Tal día como hoy…
Mi abuela ordenaba enjaezar “el carrillo”, aquel famoso carruaje
en el que ella se desplazaba hasta la Iglesia de arriba, cuando en Bedmar no
había otros medios de transporte que no fueran “la rubia” de Francisco Cindango
y el carrillo de mi abuela, un armatoste a mitad de camino entre las calesas
que ella tanto debió usar antes de lo de la Guerra en el paseo de coches del Retiro,
y la pesadez -y pesadumbre- de una carreta de bueyes gallega.

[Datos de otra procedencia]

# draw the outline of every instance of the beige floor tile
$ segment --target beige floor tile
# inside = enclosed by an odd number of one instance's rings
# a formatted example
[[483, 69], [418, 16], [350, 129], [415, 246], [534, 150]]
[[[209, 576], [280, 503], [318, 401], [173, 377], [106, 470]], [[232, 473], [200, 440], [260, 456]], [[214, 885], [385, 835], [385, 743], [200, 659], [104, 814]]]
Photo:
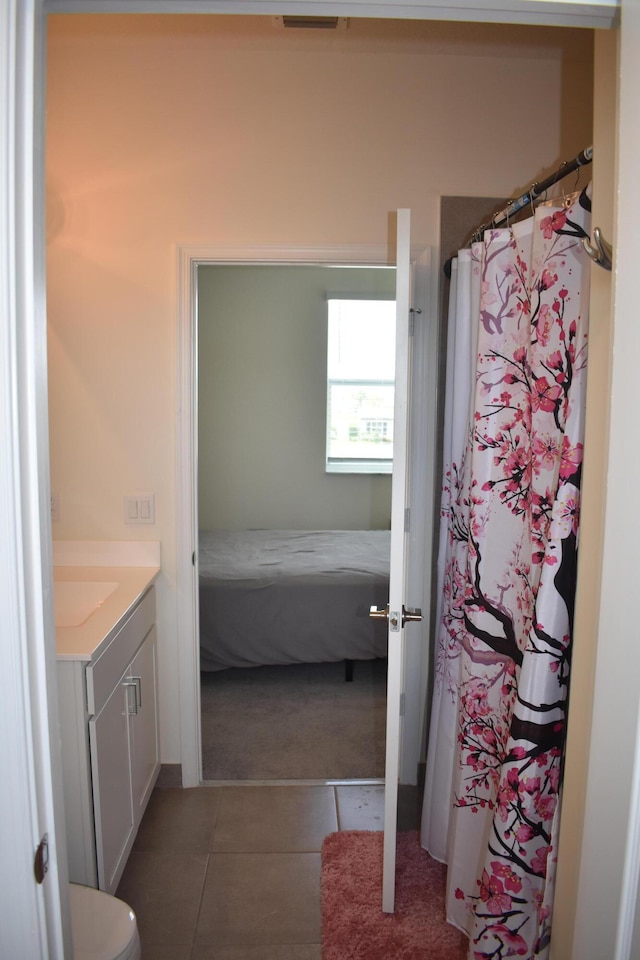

Como digo, tan día como hoy mandaba a Rafael el Grajo, su
fiel guardador hasta la muerte, uncir al potro -Domingo por más señas- a los
varales del carrillo, tras pulirle la collera con manteca, ordenaba echar por
encima el toldo de lona por lo de las calores de todos los 27 de junio de
aquellas tierras, meter una cesta con marranillo lechón frito y una cantimplora
de agua fresquita para el viaje, y salir con la fresquita camino de Jódar, con
aquel eterno bolso llenos de lo indecible colgado de su brazo.
Iba a felicitar a su nieta como Dios manda.
A fin de cuentas, yo era su nieta mayor de la única hija que
le dejó el destino, tras arrebatarle a la otra de una mala difteria, cuando era
una nena de cinco o seis años. Yo era la que, casi raptada por la dama, pasó su
infancia en el Barranquillo disfrutando de abuela, que es uno de los disfrutes
más recordables que conozco y recuerdo. Yo era para la que, tan “redentorientana”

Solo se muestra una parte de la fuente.